Introduction


I have been working with Data for a bit over 17 years now, I have seen it evolve from its nascent stages to a cornerstone of the tech industry. The journey has been nothing short of revolutionary, impacting businesses and society at large. The evolution and the role of a data engineer have expanded, requiring not just technical skills, but a deep understanding of business, security, and the human element within technology.


I wanted to share what I’ve learned; ideally, it’s a guidebook for those embarking on or navigating through their data engineering journey. Whether you’re a junior engineer looking to carve your path, a senior engineer seeking to deepen your expertise, or a mentor guiding the next generation, the lessons shared here are meant to inspire, challenge, and perhaps even change the way you view your role within the data engineering landscape.



1. Everyone is a Leader


When we think about leaders, we tend to think about CEO’s, Managers maybe politicians, and coaches.
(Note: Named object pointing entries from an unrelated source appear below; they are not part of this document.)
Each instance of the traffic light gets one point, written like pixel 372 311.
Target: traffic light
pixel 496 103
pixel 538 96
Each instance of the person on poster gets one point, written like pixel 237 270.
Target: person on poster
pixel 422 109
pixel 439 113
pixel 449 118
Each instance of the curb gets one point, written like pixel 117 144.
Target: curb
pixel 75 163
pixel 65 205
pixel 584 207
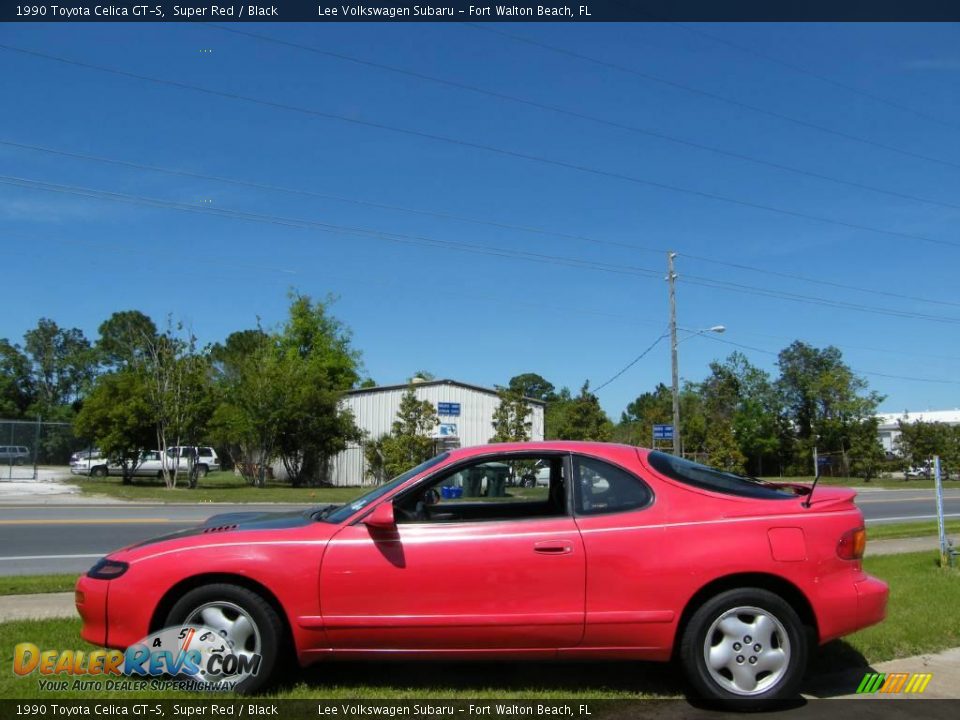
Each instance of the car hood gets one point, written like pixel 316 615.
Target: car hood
pixel 239 522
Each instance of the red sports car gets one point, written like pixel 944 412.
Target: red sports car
pixel 627 553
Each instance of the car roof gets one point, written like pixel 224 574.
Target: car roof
pixel 580 446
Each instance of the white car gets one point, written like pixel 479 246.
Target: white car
pixel 207 459
pixel 89 462
pixel 152 462
pixel 14 454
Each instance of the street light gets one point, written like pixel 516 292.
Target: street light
pixel 719 329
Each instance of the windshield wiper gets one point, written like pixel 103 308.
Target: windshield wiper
pixel 321 512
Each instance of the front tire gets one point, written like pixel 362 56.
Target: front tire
pixel 745 645
pixel 243 618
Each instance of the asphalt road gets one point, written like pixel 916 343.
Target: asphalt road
pixel 40 539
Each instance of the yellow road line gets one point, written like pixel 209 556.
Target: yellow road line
pixel 101 521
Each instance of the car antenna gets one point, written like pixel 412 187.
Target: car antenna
pixel 813 487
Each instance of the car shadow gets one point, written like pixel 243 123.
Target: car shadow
pixel 433 678
pixel 836 670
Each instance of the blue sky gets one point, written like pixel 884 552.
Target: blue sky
pixel 477 317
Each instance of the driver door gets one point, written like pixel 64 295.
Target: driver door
pixel 502 570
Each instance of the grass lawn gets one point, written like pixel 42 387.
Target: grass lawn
pixel 926 528
pixel 920 619
pixel 227 487
pixel 886 483
pixel 27 584
pixel 921 614
pixel 221 486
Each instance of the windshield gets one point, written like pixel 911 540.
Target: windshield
pixel 708 478
pixel 342 513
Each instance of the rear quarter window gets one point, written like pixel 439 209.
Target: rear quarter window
pixel 708 478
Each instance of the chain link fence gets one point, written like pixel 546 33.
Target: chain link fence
pixel 28 445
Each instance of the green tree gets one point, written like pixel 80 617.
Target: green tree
pixel 116 416
pixel 578 418
pixel 919 441
pixel 510 419
pixel 409 442
pixel 321 366
pixel 823 399
pixel 722 448
pixel 279 394
pixel 742 395
pixel 251 395
pixel 867 458
pixel 16 384
pixel 178 390
pixel 62 366
pixel 124 338
pixel 533 386
pixel 645 411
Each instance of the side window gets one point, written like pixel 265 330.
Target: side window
pixel 605 488
pixel 504 488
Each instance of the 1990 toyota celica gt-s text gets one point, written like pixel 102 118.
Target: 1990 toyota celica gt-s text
pixel 628 553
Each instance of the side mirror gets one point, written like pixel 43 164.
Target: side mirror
pixel 381 518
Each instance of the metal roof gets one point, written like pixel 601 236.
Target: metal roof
pixel 951 417
pixel 427 383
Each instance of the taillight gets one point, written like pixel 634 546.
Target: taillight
pixel 852 544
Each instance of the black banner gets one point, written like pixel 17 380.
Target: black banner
pixel 438 709
pixel 479 11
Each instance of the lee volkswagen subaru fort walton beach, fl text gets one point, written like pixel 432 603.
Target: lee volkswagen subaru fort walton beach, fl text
pixel 626 553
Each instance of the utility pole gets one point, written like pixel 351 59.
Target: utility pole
pixel 671 279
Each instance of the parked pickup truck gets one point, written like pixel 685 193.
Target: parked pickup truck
pixel 151 463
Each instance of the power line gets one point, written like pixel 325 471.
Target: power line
pixel 712 95
pixel 583 116
pixel 492 149
pixel 855 370
pixel 810 73
pixel 817 281
pixel 811 299
pixel 461 218
pixel 300 223
pixel 461 246
pixel 629 365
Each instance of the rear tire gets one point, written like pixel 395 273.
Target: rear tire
pixel 244 618
pixel 743 646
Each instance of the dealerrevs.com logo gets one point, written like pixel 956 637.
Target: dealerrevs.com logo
pixel 191 657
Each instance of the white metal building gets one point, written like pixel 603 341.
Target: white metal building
pixel 889 430
pixel 465 412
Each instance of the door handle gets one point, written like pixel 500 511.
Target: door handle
pixel 553 547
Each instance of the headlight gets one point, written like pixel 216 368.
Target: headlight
pixel 107 569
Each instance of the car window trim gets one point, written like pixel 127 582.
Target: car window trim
pixel 478 460
pixel 631 473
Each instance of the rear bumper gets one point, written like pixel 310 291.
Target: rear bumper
pixel 872 595
pixel 91 602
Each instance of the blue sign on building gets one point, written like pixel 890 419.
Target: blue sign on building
pixel 663 432
pixel 448 409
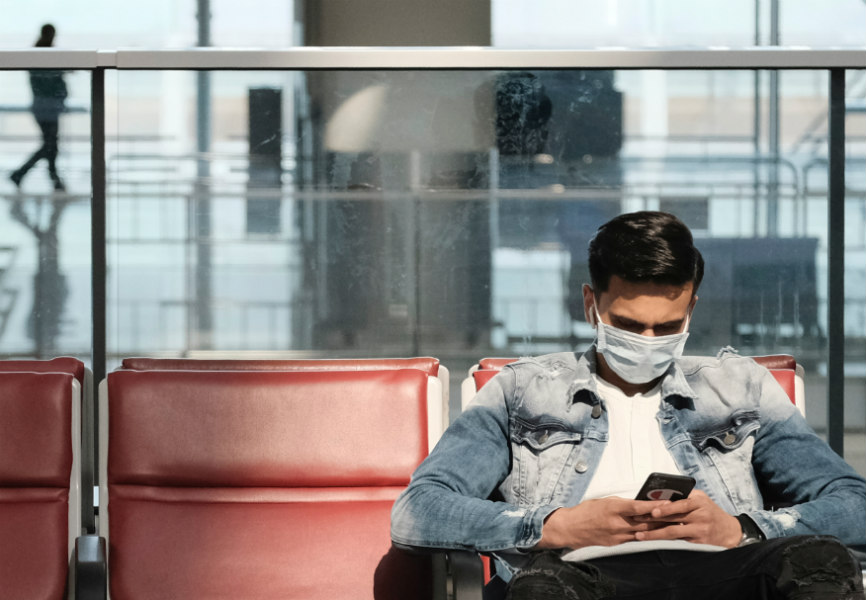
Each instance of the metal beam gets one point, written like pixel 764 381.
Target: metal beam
pixel 99 273
pixel 836 264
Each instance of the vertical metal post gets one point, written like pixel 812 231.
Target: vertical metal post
pixel 99 273
pixel 774 127
pixel 202 201
pixel 836 264
pixel 756 126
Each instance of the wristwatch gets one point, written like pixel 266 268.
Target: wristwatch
pixel 751 532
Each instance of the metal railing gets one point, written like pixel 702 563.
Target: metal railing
pixel 834 61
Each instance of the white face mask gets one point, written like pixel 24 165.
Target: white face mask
pixel 638 358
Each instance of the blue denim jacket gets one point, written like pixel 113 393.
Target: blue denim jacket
pixel 532 438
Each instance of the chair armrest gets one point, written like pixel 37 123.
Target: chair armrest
pixel 91 582
pixel 466 574
pixel 457 574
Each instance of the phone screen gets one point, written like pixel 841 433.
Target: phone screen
pixel 665 486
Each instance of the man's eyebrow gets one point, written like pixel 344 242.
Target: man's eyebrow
pixel 632 323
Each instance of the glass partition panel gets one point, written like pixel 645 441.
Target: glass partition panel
pixel 447 213
pixel 45 296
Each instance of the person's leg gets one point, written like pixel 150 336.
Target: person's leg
pixel 49 145
pixel 813 567
pixel 48 151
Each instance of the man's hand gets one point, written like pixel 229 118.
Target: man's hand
pixel 696 519
pixel 602 522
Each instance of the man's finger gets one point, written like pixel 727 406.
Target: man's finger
pixel 669 532
pixel 680 507
pixel 644 507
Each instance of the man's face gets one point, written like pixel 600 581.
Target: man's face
pixel 648 309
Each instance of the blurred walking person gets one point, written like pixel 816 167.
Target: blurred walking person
pixel 49 94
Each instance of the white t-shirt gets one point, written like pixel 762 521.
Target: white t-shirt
pixel 635 448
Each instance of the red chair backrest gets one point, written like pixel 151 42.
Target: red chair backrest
pixel 35 467
pixel 257 484
pixel 784 368
pixel 427 364
pixel 62 364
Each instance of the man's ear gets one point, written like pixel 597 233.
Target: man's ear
pixel 588 303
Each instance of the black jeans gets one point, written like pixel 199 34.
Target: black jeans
pixel 793 568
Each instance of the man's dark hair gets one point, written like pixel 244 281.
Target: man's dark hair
pixel 646 246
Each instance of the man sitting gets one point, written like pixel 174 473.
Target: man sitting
pixel 543 467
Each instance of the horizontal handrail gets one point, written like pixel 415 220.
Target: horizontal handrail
pixel 327 58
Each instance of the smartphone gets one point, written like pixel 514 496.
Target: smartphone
pixel 664 486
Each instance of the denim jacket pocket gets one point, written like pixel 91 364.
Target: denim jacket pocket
pixel 540 450
pixel 731 435
pixel 728 448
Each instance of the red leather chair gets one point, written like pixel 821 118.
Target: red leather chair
pixel 789 374
pixel 438 412
pixel 84 377
pixel 40 492
pixel 242 484
pixel 479 374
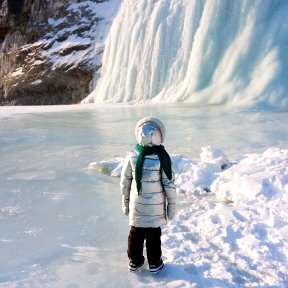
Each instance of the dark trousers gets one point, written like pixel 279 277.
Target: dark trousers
pixel 136 239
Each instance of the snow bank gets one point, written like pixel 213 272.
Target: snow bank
pixel 232 223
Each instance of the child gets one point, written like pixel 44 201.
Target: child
pixel 148 193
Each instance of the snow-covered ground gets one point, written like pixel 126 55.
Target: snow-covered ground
pixel 60 211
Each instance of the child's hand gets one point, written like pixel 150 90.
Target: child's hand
pixel 125 210
pixel 170 211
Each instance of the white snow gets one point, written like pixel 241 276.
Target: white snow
pixel 231 224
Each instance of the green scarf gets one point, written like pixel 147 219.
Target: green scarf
pixel 165 162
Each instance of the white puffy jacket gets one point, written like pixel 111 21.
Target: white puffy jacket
pixel 158 198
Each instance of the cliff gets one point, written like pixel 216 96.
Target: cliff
pixel 50 51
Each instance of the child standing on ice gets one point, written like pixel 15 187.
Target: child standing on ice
pixel 148 193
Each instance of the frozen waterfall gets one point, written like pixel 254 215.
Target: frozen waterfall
pixel 198 52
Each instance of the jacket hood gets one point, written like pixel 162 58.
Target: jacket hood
pixel 150 131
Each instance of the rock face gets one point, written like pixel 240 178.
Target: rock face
pixel 50 50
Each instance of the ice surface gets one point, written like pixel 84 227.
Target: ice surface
pixel 62 223
pixel 200 52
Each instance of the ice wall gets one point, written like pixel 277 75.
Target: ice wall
pixel 200 52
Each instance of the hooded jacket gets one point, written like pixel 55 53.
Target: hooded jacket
pixel 158 198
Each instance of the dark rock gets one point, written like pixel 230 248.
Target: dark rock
pixel 37 65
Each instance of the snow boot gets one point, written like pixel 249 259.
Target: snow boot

However we don’t always think about ourselves.


Leadership in my view is;

  • Volunteering at the local school.
  • Speaking encouraging words to a friend.
  • Holding the hand of a dying parent.
  • Signing up for your school council/committee.
  • Driving the single parent’s kid home after practice.
  • Taking care of yourself, and empowering others to do the same. I don’t think it is a position in a company, it’s an inherent power we should all step up and claim.

I learned this a bit late in my career when I was encouraged by a few senior leaders to lean into solving problems. Initially, it was something simple like helping the team build trust with each other, and unlock each team member’s skills and the value they brought to the team. Making people feel more comfortable in speaking up, included and heard.


Then it evolved into doing the same but at a larger scale. Seeing various leaders create complex plans, guiding and mentoring other staff. Creating and collaborating on policies and procedures. All of this happened at some point because a leader made it happen. These leaders aren’t Managers, they are just regular staff. However, their passion and ownership to drive it lead to it happening.


When this is unlocked correctly, it can have remarkable power within the organization.



2. Show your work?


You don’t have the be a genius. Normally ideas are formed via collaborative effort, but for that collaborative effort to surface you need to be brave enough to share your ideas. Once you share those ideas, collaboration starts to form. Others come and add to your idea, and maybe the output is better.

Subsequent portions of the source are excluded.